The fact that Pallister is championing a health-care-first agenda in the COF is laughable considering his administration’s long-term project of dismantling the province’s health-care infrastructure.
The Progressive Conservatives (PC) closed emergency rooms (ER) in Victoria General Hospital, Seven Oaks General Hospital and Concordia Hospital in 2017 and 2019, respectively — a decision that has made handling the influx of critical care patients during the pandemic a logistical nightmare. Beyond this, the provincial government has closed all but one of Manitoba’s QuickCare clinics, cut $83 million from the Winnipeg Regional Health Authority’s budget and slashed significant investments made by previous premier Greg Selinger that were meant to improve the operations of six health-care facilities across Manitoba. For perspective, one of the proposed projects included a $300 million investment for a new CancerCare Manitoba facility.
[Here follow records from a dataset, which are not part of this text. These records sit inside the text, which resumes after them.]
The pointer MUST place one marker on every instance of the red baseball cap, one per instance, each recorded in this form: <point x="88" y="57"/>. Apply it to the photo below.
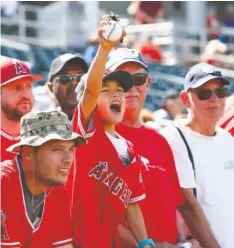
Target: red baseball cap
<point x="13" y="69"/>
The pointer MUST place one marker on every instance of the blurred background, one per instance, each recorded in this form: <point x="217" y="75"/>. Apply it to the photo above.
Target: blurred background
<point x="172" y="36"/>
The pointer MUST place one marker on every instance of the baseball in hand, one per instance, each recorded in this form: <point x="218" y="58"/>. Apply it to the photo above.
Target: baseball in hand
<point x="112" y="31"/>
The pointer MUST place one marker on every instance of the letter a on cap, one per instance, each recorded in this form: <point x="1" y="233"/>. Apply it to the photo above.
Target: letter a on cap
<point x="18" y="67"/>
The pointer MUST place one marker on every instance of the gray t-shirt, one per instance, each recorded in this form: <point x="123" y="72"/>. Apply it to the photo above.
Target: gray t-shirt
<point x="34" y="203"/>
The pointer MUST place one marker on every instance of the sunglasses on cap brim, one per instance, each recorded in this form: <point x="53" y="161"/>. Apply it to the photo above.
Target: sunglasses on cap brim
<point x="205" y="94"/>
<point x="139" y="78"/>
<point x="66" y="79"/>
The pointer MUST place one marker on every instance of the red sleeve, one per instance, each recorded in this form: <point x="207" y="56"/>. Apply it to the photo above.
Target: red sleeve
<point x="63" y="233"/>
<point x="134" y="181"/>
<point x="171" y="163"/>
<point x="10" y="226"/>
<point x="79" y="126"/>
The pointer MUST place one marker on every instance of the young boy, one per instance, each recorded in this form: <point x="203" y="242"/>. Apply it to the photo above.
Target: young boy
<point x="108" y="183"/>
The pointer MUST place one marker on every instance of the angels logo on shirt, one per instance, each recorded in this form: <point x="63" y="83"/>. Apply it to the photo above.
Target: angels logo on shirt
<point x="148" y="166"/>
<point x="4" y="233"/>
<point x="19" y="68"/>
<point x="116" y="185"/>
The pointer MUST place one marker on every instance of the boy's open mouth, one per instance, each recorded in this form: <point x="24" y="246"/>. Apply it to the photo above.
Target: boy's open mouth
<point x="116" y="107"/>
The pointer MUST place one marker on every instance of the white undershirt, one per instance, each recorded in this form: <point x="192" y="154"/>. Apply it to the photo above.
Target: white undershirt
<point x="214" y="166"/>
<point x="120" y="145"/>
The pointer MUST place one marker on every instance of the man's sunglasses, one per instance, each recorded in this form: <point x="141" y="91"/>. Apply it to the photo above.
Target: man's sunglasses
<point x="139" y="78"/>
<point x="205" y="94"/>
<point x="66" y="79"/>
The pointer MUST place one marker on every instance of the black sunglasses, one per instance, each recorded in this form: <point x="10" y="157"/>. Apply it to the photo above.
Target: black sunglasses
<point x="66" y="79"/>
<point x="139" y="78"/>
<point x="205" y="94"/>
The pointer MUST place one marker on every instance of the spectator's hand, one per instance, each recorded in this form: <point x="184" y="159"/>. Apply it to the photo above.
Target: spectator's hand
<point x="6" y="167"/>
<point x="194" y="244"/>
<point x="105" y="43"/>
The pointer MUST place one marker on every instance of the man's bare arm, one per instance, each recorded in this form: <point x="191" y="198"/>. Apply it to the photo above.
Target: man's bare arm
<point x="196" y="221"/>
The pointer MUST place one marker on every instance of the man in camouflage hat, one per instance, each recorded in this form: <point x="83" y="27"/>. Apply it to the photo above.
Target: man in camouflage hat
<point x="35" y="206"/>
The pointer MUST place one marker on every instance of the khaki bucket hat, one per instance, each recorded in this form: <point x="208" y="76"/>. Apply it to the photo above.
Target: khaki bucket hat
<point x="36" y="128"/>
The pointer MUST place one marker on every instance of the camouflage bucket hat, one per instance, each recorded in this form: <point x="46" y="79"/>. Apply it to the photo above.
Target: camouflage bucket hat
<point x="36" y="128"/>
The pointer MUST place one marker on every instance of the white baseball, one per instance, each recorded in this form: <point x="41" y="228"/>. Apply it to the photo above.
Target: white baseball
<point x="112" y="31"/>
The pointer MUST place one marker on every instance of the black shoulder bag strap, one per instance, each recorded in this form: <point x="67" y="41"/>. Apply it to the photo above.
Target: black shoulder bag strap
<point x="190" y="156"/>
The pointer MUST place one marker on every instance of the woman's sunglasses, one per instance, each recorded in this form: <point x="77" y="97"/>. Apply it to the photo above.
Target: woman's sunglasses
<point x="205" y="94"/>
<point x="67" y="79"/>
<point x="139" y="78"/>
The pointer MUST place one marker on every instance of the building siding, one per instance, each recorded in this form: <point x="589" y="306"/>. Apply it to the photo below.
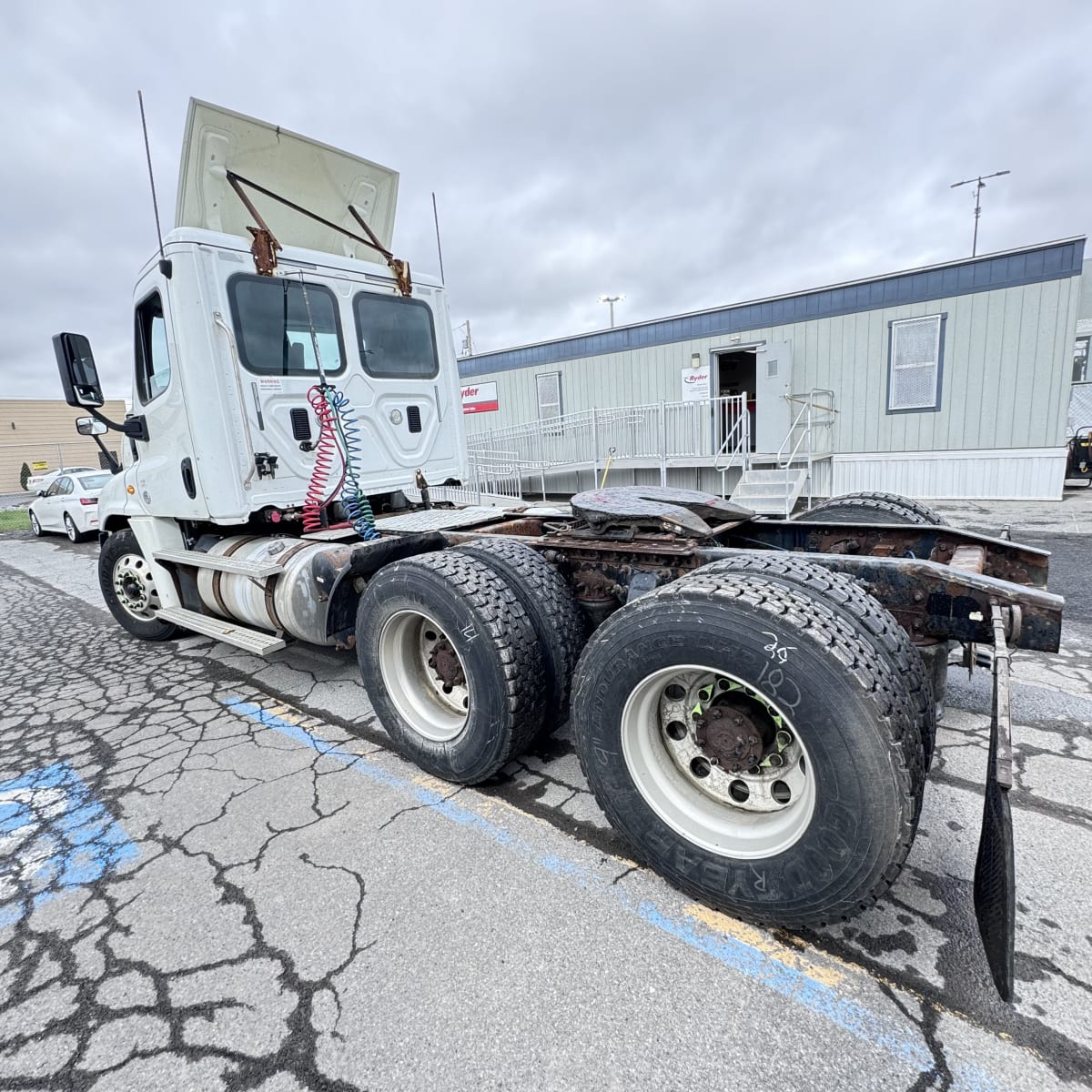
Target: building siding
<point x="1002" y="385"/>
<point x="44" y="430"/>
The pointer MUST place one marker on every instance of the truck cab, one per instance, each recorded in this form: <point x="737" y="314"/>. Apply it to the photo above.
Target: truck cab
<point x="227" y="352"/>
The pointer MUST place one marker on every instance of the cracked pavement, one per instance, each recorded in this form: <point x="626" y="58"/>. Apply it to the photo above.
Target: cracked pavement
<point x="216" y="874"/>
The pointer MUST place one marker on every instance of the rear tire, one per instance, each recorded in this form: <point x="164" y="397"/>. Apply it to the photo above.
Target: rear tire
<point x="70" y="530"/>
<point x="872" y="508"/>
<point x="871" y="620"/>
<point x="129" y="589"/>
<point x="552" y="610"/>
<point x="451" y="663"/>
<point x="782" y="651"/>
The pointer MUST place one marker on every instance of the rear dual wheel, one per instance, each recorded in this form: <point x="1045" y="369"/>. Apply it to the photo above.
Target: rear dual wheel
<point x="872" y="508"/>
<point x="752" y="747"/>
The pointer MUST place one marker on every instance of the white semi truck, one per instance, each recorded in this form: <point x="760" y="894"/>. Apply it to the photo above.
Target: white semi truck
<point x="753" y="700"/>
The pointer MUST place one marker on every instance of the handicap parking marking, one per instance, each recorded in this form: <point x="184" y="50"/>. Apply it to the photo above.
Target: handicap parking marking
<point x="55" y="835"/>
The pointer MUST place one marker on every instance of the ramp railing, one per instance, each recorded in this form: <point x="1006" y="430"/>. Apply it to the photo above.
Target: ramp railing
<point x="654" y="435"/>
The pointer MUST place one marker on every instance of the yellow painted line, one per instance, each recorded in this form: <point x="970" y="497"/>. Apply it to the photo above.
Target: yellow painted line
<point x="765" y="944"/>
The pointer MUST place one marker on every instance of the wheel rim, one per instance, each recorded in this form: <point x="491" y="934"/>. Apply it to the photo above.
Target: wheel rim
<point x="682" y="768"/>
<point x="135" y="587"/>
<point x="424" y="675"/>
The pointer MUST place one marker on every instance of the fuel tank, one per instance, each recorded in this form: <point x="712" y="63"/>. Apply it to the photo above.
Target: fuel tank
<point x="293" y="602"/>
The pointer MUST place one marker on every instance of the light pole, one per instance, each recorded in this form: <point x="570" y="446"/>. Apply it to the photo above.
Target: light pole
<point x="612" y="300"/>
<point x="978" y="187"/>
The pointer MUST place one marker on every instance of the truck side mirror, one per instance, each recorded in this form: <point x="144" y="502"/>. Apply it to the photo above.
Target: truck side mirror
<point x="79" y="376"/>
<point x="87" y="426"/>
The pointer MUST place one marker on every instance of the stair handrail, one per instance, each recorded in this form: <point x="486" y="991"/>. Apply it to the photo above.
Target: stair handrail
<point x="738" y="437"/>
<point x="804" y="440"/>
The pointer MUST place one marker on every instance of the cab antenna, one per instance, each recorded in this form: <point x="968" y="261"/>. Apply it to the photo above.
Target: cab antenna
<point x="164" y="265"/>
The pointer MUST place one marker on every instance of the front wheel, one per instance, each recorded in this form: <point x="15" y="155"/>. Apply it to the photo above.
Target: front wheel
<point x="129" y="588"/>
<point x="738" y="735"/>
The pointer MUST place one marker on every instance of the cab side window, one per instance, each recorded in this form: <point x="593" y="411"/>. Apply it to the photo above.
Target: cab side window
<point x="153" y="363"/>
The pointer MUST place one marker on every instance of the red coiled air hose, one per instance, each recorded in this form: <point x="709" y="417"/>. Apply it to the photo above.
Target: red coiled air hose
<point x="316" y="498"/>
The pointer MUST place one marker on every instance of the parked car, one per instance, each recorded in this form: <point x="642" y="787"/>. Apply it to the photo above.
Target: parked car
<point x="70" y="505"/>
<point x="36" y="481"/>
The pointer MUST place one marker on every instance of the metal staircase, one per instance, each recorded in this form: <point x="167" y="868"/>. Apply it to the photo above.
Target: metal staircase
<point x="774" y="490"/>
<point x="771" y="491"/>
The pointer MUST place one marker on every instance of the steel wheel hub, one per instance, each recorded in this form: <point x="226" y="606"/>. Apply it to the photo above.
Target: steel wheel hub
<point x="718" y="762"/>
<point x="424" y="675"/>
<point x="135" y="587"/>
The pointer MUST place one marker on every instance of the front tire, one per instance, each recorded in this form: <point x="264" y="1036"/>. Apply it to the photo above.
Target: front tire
<point x="129" y="589"/>
<point x="801" y="851"/>
<point x="451" y="663"/>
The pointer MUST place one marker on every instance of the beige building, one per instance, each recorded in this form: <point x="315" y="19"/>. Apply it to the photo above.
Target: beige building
<point x="42" y="434"/>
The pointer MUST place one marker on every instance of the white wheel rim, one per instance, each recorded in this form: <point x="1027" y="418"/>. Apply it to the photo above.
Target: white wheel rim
<point x="431" y="705"/>
<point x="703" y="811"/>
<point x="135" y="587"/>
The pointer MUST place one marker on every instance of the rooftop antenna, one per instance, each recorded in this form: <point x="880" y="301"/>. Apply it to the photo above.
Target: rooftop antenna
<point x="980" y="185"/>
<point x="164" y="265"/>
<point x="436" y="219"/>
<point x="612" y="300"/>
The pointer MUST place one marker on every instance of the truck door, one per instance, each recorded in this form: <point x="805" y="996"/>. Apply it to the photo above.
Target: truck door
<point x="410" y="423"/>
<point x="165" y="467"/>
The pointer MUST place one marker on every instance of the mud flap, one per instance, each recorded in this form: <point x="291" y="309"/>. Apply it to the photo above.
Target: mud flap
<point x="995" y="871"/>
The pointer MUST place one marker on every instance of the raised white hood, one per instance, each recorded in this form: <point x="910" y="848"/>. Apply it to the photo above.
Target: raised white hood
<point x="322" y="179"/>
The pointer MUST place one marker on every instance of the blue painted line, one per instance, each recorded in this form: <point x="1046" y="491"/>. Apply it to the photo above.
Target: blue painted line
<point x="789" y="982"/>
<point x="55" y="836"/>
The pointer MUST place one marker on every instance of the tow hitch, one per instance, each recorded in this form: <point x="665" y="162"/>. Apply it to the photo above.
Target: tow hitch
<point x="995" y="869"/>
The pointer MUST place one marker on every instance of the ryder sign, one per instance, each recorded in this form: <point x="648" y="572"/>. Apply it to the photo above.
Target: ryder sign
<point x="480" y="398"/>
<point x="694" y="385"/>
As a result of cutting the health-care budget to its bare bones, the system has been on the verge of collapse for two of Manitoba’s three COVID-19 outbreaks. In November, nurses reported needing to triage ER patients from their cars due to overwhelmed capacity. More recently, with ICUs completely falling apart along with the frontline health-care workers who have done what they can with the little resources they have, the province resorted to shipping Manitobans to out-of-province hospitals due to lack of space.
Beyond health-care infrastructure crumbling under the pressures of the pandemic, Pallister made a vain attempt to negotiate less-than-ideal contracts with burnt-out nurses after a year of extreme trauma. Although Manitoba hospitals have critically poor infrastructure capacities, Dr. Noam Katz — a physician at St. Boniface Hospital — noted in a recent interview with CBC that labour procurement in Manitoba’s health-care system is of grave concern as well. Katz claimed that important beds go unused simply because hospitals don’t have the staff to tend to them. And this all makes perfect sense seeing as the PCs cut approximately 160 health-care jobs in 2019 and another 50 were projected to be lost in fall 2020.
With a provincial government myopically hell-bent on balancing its budget, labour retention of qualified, burnt-out nurses will most certainly be more difficult. In light of this, when the dust from the pandemic settles, yet another health crisis may be waiting for the administration — one borne from a lack of foresight and proper investment in frontline workers that have kept the community healthy to the detriment of their own mental and physical wellbeing.
If Manitobans have learned anything from the past five years of Pallister’s leadership, it’s that you cannot trust him to invest in Manitoba’s future. If the premier cannot handle Manitoba’s own health-care system, he is certainly not going to live up to his promises as the chair of the COF.